Ingrid Arndt-Brauer zeigt Gesicht für Vielfalt

Veröffentlicht am 12.09.2016 in MdB und MdL

Berlin. Mit einer ungewöhnlichen Aktion wirbt das Bundesbauministerium für Umwelt, Naturschutz, Bau und Reaktorsicherheit (BMUB) für lebendige Nachbarschaften und gesellschaftlichen Zusammenhalt: Unter dem Motto "Dein Gesicht für Vielfalt" lud das Ministerium Passanten am Potsdamer Platz in Berlin dazu ein, sich von Schnellzeichnern porträtieren zu lassen und mit ihrem ausgestellten Konterfei öffentlich für Integration und Vielfalt in der Nachbarschaft einzutreten. Auch die heimische Abgeordnete Ingrid Arndt-Brauer beteiligte sich an der Aktion.

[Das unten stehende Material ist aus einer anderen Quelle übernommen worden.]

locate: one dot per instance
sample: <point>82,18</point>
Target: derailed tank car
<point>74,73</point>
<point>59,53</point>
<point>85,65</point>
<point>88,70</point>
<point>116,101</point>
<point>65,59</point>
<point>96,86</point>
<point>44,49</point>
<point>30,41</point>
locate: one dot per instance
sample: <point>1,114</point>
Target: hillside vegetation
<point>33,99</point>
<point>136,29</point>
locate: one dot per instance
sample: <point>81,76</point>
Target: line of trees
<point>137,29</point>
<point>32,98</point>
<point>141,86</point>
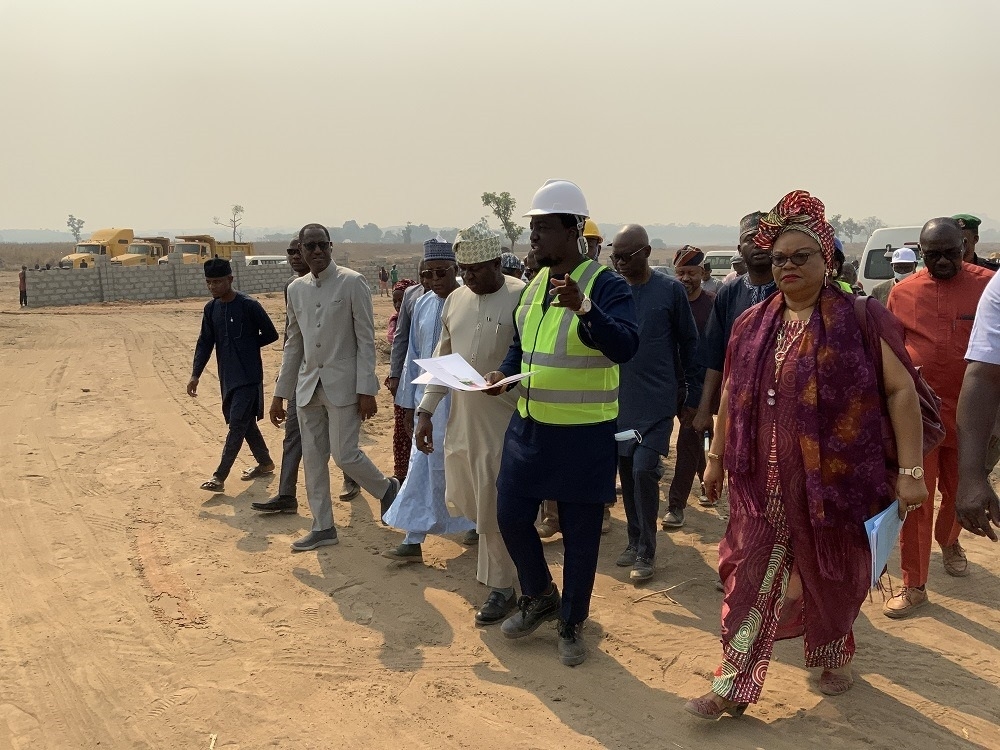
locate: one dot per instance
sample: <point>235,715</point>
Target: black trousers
<point>690,460</point>
<point>243,405</point>
<point>581,533</point>
<point>640,476</point>
<point>291,452</point>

„Städte, Gemeinden und Quartiere leben von einem guten Miteinander. Wir brauchen mehr denn je engagierte Menschen vor Ort, die lokale Projekte auf die Beine stellen, mit Leben füllen und dadurch Raum für unsere gesellschaftliche Vielfalt schaffen. Mit der großen Portrait-Aktion wollen wir ein deutliches Zeichen gegen Hass und Fremdenfeindlichkeit und für Toleranz und Vielfalt setzen", so die Politikerin.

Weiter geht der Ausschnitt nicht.